E-85 as a piston aviation fuel, thoughts...

Cujet, what is your take on using rotary engines in aircraft?

A good number of people have tried. It does not seem to work out all that well. The claims that a wankel engine can run on just about any fuel are very interesting. I've never seen that pulled off. Most of the time, they are conventional or turbocharged Mazda conversions that use high octane fuel, fly for a short time and are never seen again. This one is a great example.

 
I've come across a few claims that fuel consumption goes down as load goes up--part throttle they are not so good, whereas piston engines do well--but that they flip relative performance as throttle opens up. Dunno. Certainly is the engine that just won't quite die and go away.
 
Cujet, what is your take
As for E85, dunno. Water and corrosion would have to be overcome. Seal the fuel system off when not in use? I wonder if somehow you could pressurize unused takes with something dry, either clean dry air or nitrogen (probably want to seal the tank off fully).
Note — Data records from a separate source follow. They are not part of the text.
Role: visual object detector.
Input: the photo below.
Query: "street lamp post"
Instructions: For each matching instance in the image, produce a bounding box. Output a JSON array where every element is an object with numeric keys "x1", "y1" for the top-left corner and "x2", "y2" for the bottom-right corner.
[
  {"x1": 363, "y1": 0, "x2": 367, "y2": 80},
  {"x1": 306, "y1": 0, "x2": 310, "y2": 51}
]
Or we could just do what Brazil did and design the engines to use hydrous ethanol then your point is moot but you would also need either glow plugs or a aux tank of 100ll / ether for cold starts.


The trouble with aircraft is there are very strong long standing legal aspects that force standardized platforms and fuel certifications.

The we can’t do it because we never did it aspect is very strong, you have many very old planes and it would take a long time before you had significant mass for the fuel to become common enough to carry.

Add into this the guy that invented the fuel nozzles to prevent lazy operators from miss fueling their plane with jet fuel died from a lazy operator force filling him with jet fuel. This would be another failure point like that

Lots of semantics to overcome, sort of like the affordable 6 passenger 42mpg diesel plane only a few people have 15 years on.